MI: Dein bisher verrücktestes Erlebnis mit Gloryhammer?

TW: Hm, da gibt es inzwischen so einige, obwohl wir eigentlich erst seit zweieinhalb Jahren zusammen unterwegs sind. 70’000 Tons Of Metal gehört sicherlich dazu. Ich hatte dort meine erste Festival-Autogrammstunde überhaupt, und hatte etwas verschlafen wegen des Jetlags. Ich stand so da und sah plötzlich eine riesige Kolonne – dann merkte ich, dass die ja alle für uns Schlange stehen! Da realisierte ich zum ersten Mal so richtig unseren Bekanntheitsgrad.

MI: Und das Enttäuschendste?

TW: Nun ja, auf unserer Australientour hatten wir durchaus auch viele Highlights, aber eben auch einige nicht so berauschende Erlebnisse; Shows mit knapp 60 Besuchern zum Beispiel, oder als wir in irgend einem Pampa-Restaurant auf der Gartenterrasse auf einer nicht wirklich vorhandenen Bühne spielten und dafür noch kurzfristig etliches Equipment selber organisieren mussten. Geschlafen haben wir damals bei Locals auf dem Boden. Das ist zwar Rock n’Roll, aber irgendwie bin ich zu alt für den Scheiss. (grinst)

MI: Was wünschst du dir für die Zukunft von bzw. mit Gloryhammer?

TW: Kurzfristig ist es sicher ein Ziel, mit dem neuen Album in die Charts einzusteigen, vielleicht hier in der Schweiz, in Deutschland oder sonst wo – ob das klappen wird hängt von den Verkaufszahlen ab sowie wo das Album gekauft wurde. Langfristig streben wir bekanntermassen die Weltherrschaft an, sowie die Realisierung besagter 21 Alben.
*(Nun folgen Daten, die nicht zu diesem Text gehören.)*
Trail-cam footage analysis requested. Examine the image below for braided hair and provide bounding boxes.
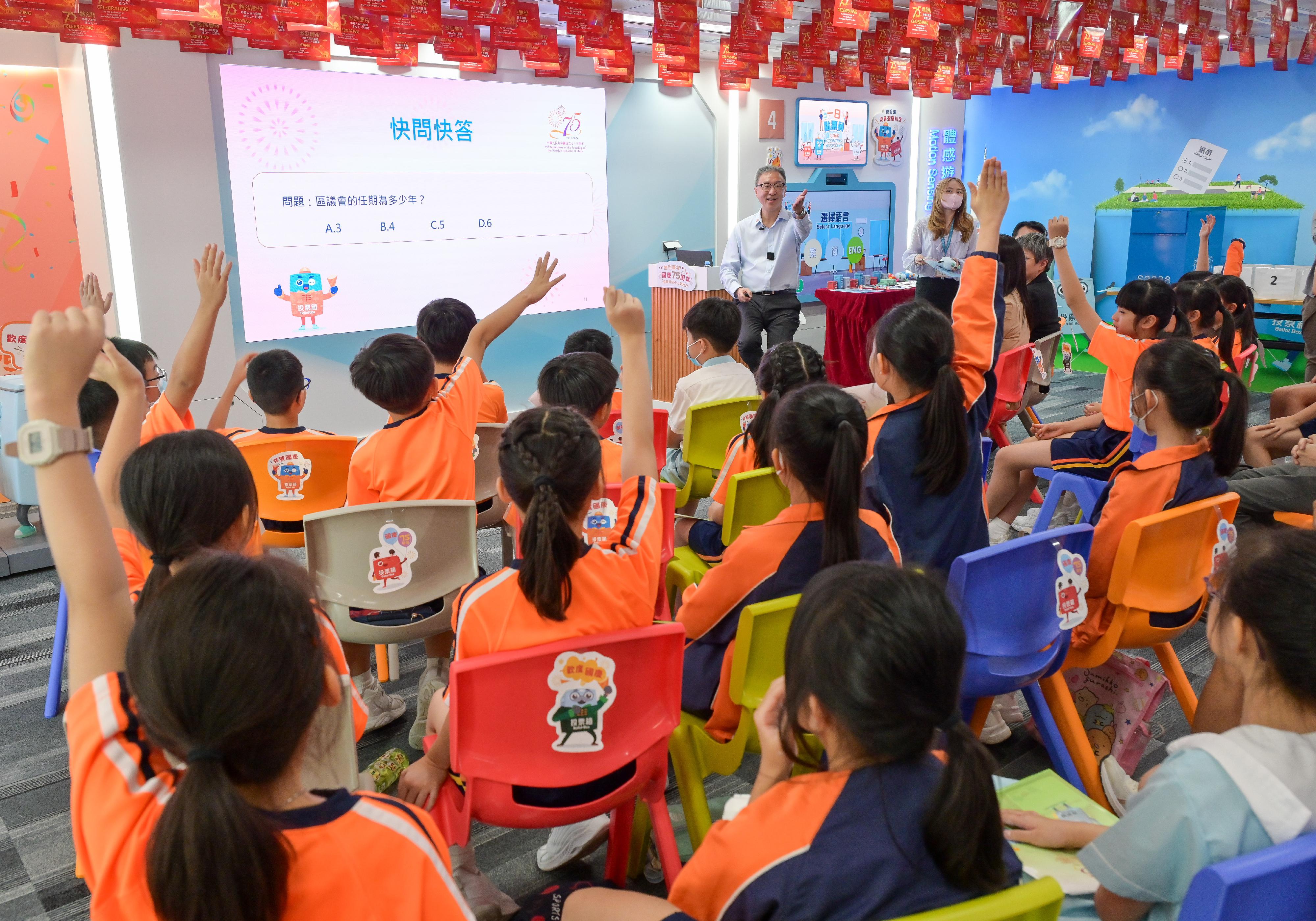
[497,407,603,621]
[749,342,826,467]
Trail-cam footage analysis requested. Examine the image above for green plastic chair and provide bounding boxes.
[676,396,762,508]
[896,876,1065,921]
[667,595,800,850]
[666,467,791,611]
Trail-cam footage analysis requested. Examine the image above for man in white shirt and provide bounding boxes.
[721,166,813,371]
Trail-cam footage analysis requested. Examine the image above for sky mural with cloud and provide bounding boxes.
[965,62,1316,281]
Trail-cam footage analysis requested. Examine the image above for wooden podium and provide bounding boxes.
[649,262,740,403]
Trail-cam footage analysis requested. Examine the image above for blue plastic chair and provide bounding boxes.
[946,525,1092,789]
[1179,834,1316,921]
[1033,467,1105,530]
[46,450,100,720]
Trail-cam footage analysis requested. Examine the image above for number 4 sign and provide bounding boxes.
[758,99,786,141]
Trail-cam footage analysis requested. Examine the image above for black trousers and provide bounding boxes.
[913,277,959,317]
[737,291,800,371]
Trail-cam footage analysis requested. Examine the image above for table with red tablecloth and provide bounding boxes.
[816,288,913,387]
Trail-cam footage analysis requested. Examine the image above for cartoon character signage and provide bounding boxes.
[366,521,420,595]
[547,653,617,752]
[1211,518,1238,575]
[1055,550,1087,630]
[873,105,905,166]
[274,267,338,333]
[265,451,311,503]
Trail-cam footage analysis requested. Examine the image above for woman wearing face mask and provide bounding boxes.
[904,176,978,316]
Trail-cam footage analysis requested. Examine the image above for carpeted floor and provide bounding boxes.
[0,366,1266,920]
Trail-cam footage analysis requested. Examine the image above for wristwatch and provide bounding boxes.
[4,418,92,467]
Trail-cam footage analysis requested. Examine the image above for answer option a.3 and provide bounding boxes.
[251,172,595,249]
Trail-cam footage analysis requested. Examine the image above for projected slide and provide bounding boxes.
[220,65,608,342]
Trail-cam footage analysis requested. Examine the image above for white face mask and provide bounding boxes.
[1129,391,1161,435]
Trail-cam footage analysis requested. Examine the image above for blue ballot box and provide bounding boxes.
[1124,206,1228,284]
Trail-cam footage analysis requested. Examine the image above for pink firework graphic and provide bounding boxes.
[237,83,320,170]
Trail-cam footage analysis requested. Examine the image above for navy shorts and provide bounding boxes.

MI: Was wünschst du dir für deine eigene Zukunft?

TW: Nebst dem Standard-Zeugs wie Gesundheit und so weiter sind wir damit schon wieder bei der Weltherrschaft angelangt (grinst). Meine Stimme zu erhalten ist sicher ein Thema, somit einigermassen gesund zu leben. Die weiteren Wünsche sind ziemlich bünzlischweizerisch, Hauskauf beispielsweise, und in den nächsten zehn Jahren wird Familiengründung sicher aktuell – aber damit hab ich’s überhaupt nicht eilig.

MI: Habt ihr irgendein Ritual vor den Shows?
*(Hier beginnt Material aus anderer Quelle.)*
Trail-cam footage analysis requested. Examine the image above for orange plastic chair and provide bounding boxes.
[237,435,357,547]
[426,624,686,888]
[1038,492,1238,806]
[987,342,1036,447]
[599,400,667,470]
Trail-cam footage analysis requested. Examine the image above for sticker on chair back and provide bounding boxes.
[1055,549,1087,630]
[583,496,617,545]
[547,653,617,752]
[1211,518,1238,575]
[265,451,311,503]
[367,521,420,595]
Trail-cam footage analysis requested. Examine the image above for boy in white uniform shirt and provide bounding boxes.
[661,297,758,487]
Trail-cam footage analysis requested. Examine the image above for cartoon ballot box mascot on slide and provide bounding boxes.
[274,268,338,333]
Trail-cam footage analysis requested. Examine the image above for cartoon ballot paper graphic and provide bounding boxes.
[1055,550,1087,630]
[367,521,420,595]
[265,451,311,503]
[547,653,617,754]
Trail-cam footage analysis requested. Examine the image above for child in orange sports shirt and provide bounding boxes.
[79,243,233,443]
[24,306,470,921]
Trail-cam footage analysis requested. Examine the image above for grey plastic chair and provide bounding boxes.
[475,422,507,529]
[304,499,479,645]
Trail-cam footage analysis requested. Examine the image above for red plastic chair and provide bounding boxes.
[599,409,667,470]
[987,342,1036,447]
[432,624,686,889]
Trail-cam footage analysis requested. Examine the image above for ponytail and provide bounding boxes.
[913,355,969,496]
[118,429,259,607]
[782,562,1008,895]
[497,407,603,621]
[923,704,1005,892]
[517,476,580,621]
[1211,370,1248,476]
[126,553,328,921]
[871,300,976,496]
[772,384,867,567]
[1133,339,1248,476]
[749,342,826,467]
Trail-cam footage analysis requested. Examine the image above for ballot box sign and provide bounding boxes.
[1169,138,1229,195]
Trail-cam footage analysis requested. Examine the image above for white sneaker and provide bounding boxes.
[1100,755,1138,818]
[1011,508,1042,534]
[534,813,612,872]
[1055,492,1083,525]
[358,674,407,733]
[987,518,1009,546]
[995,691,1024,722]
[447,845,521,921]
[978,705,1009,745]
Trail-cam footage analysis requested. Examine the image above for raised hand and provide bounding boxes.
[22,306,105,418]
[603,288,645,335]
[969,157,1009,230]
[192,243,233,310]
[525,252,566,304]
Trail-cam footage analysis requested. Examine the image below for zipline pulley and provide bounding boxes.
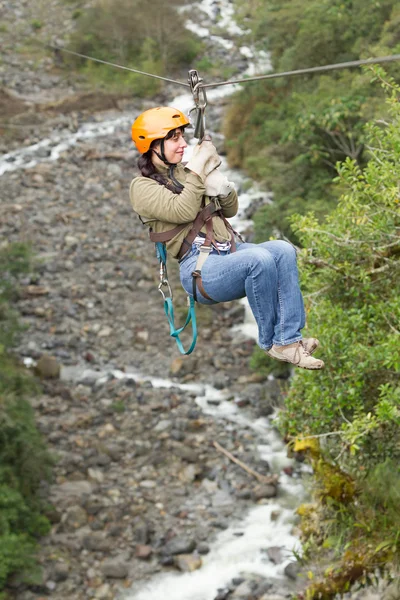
[188,69,207,142]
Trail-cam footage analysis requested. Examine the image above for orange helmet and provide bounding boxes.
[132,106,189,154]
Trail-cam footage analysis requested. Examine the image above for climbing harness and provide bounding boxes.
[156,242,197,355]
[43,45,400,355]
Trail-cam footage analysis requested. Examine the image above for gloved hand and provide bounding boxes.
[185,139,221,183]
[204,169,235,198]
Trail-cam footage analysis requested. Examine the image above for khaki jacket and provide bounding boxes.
[129,165,238,258]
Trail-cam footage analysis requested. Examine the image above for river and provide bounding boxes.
[0,0,310,600]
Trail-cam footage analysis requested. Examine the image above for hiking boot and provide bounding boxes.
[267,340,325,369]
[301,338,319,354]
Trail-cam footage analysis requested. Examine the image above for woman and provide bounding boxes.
[130,107,324,369]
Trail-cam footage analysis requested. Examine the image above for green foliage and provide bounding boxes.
[0,244,51,593]
[281,77,400,600]
[69,0,201,96]
[225,0,400,243]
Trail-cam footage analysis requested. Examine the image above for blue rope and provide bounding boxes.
[156,242,197,355]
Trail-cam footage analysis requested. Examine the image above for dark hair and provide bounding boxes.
[138,127,183,194]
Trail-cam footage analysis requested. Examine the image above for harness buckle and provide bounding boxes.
[158,279,173,302]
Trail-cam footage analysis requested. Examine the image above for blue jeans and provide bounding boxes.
[180,240,305,350]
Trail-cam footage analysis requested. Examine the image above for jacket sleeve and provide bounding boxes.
[218,190,239,218]
[130,173,205,225]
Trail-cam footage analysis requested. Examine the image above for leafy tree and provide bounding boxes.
[281,68,400,600]
[71,0,201,96]
[0,244,51,597]
[225,0,400,243]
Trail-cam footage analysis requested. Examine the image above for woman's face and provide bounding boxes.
[156,129,187,165]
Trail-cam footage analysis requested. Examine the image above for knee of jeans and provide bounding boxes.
[249,251,275,271]
[279,240,297,260]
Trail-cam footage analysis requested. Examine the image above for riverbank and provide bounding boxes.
[0,94,310,600]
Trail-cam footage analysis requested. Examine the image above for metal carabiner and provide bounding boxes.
[188,69,207,144]
[158,279,173,302]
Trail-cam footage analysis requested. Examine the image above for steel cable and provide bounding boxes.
[46,44,189,87]
[47,44,400,89]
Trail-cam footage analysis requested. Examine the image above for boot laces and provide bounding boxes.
[294,340,311,365]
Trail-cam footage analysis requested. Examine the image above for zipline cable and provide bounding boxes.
[46,44,189,87]
[201,54,400,88]
[47,44,400,89]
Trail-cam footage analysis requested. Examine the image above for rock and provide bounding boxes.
[53,562,69,582]
[214,588,232,600]
[197,542,210,554]
[100,557,129,579]
[61,506,88,529]
[35,354,61,379]
[135,544,153,560]
[229,581,253,600]
[175,554,203,573]
[97,327,113,338]
[283,562,301,580]
[50,480,92,505]
[253,483,278,500]
[162,536,196,556]
[94,583,112,600]
[267,546,283,565]
[82,531,112,552]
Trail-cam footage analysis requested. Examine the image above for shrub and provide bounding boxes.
[281,68,400,600]
[67,0,201,96]
[0,244,51,590]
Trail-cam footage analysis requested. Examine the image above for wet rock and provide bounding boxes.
[283,562,301,579]
[52,562,69,582]
[100,557,129,579]
[61,506,88,529]
[197,542,210,554]
[267,546,283,565]
[35,354,61,379]
[175,554,203,573]
[253,483,278,500]
[135,544,153,560]
[82,531,112,552]
[229,581,253,600]
[50,480,93,505]
[162,536,196,556]
[214,588,232,600]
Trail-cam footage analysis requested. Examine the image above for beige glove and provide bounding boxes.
[204,169,235,198]
[185,140,221,183]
TW: Jim trinkt jeweils seine Flasche Vodka vor den Shows, ich passe auf, dass ich nicht zu viel rede und trinke Wasser, und ansonsten stehen wir in unseren blöden Klamotten blöd hinter der Bühne rum und warten darauf, dass es losgeht.

MI: 2004 hast du ein Buch geschrieben, die Nieverlore-Saga. Irgendwelche Ambitionen, mit der Schreiberei fortzufahren?

TW: Wie, das weisst du noch? (lacht verlegen)

MI: Aber ja doch.

Nun, besagtes Buch habe ich mit 14 Jahren zu schreiben begonnen und mit 18 veröffentlicht. Vor einer Weile habe ich dann tatsächlich eine Fortsetzung in Angriff genommen, welche auch schon beinahe fertig geworden wäre. Dann wurde das mit der Musik aktuell und ich hab das Projekt wieder vernachlässigt. Meine Idee war, dass, sollte ich mit der Musik jemals erfolgreich werden, auch meine Bücher davon profitieren würden. Um deine Frage abschliessend zu beantworten: Ja, ich gedenke, die ursprünglich geplante Trilogie irgendwann fertig zu stellen, und dabei vielleicht auch gleich den ersten Band meinem aktuellen Schreibstil anzupassen – damals war ich ja noch fast ein Kind!

MI: Das Buch ist nicht mehr im Verkauf erhältlich und somit heute ein begehrtes Sammelobjekt. Und damit wäre der offizielle Teil beendet, vielen Dank!